Materials and methods

Test guideline
Qualifier:
equivalent or similar to
Guideline:
OECD Guideline 403 (Acute Inhalation Toxicity)
Deviations:
yes
Remarks:
only females, group size of 10 or 12
GLP compliance:
not specified
Test type:
other:
Limit test:
no

Test material

Reference
Name:
Unnamed
Type:
Constituent
Details on test material:
- Name of test material (as cited in study report): Reagent grade thiophene-free benzene containing no contaminants above a concentration of 0.05%
- Supplier: J T Baker Chemical Co.

Test animals

Species:
rat
Strain:
Sprague-Dawley
Sex:
female
Details on test animals and environmental conditions:
TEST ANIMALS
- Weight at study initiation: 150-225 g
- Diet: NIH-D & G or Wayne Lab-Blox ad libitum except during exposure
- Water: ad libitum except during exposure

ENVIRONMENTAL CONDITIONS
- Photoperiod: 12 h dark / 12 h light
- No further details reported

Administration / exposure

Route of administration:
inhalation: vapour
Type of inhalation exposure:
whole body
Vehicle:
other: air
Details on inhalation exposure:
Single 4 h inhalation exposures were performed in a chamber. Vapours generated by passing air through 2 fritted bubblers in series, each containing benzene. First bubbler maintained at approx. 35°C assuring that air emerging from second bubbler was saturated with benzene. The saturated air was diluted with filtered compressed air to desired concentration. Chamber concentrations of benzene were monitored at 30 minute intervals on a spectrophotometer.
Analytical verification of test atmosphere concentrations:
yes
Duration of exposure:
4 h
Concentrations:
6 exposure levels ranging from 11500-15500 ppm (exact levels not reported)
No. of animals per sex per dose:
10 or 12 female
Control animals:
no

Results and discussion

Effect levelsopen allclose all
Sex:
female
Dose descriptor:
LC50
Effect level:
13 700 ppm
95% CL:
13 050 - 14 380
Exp. duration:
4 h
Sex:
female
Dose descriptor:
LC50
Effect level:
43 767 mg/m³ air (nominal)
95% CL:
41 690 - 45 939
Exp. duration:
4 h
Mortality:
Animals which died as a result of exposure to benzene usually died during the exposure or in the first 24 h post-exposure.

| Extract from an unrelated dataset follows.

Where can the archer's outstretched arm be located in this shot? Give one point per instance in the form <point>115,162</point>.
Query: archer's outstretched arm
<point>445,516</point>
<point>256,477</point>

Death appeared to be caused by a depression of the central nervous system. These animals all had higher weights for both lung and liver.
Other findings:
Lung and liver congestion, defined as an increase in the number of red blood cells, and increases in the number of vacuolated hepatocytes seen in the livers of those animals which died from inhalation of benzene, were the principal observations noted histopathologically.

Applicant's summary and conclusion

Interpretation of results:
not classified
Remarks:
Migrated information Criteria used for interpretation of results: EU
Conclusions:
The acute inhalation LC50 for benzene to female rats was 13700 ppm (43767 mg/m3; 43.7 mg/L) with a range of 13050-14380 ppm (41690-45939 mg/m3).
Executive summary:

The acute inhalation LC50 of benzene was determined in groups of 10 or 12 female rats to be 13700 ppm (43767 mg/m3; 43.7mg/L) with a range of 13050-14380 ppm (41690-45939 mg/m3). Death appeared to be caused by a depression of the CNS. These animals had increased lung and liver weights, lung and liver congestion and an increased number of vacuolated hepatocytes in the liver.

Benzene is of low acute inhalation toxicity and does not warrant classification under Dir 67/548/EEC.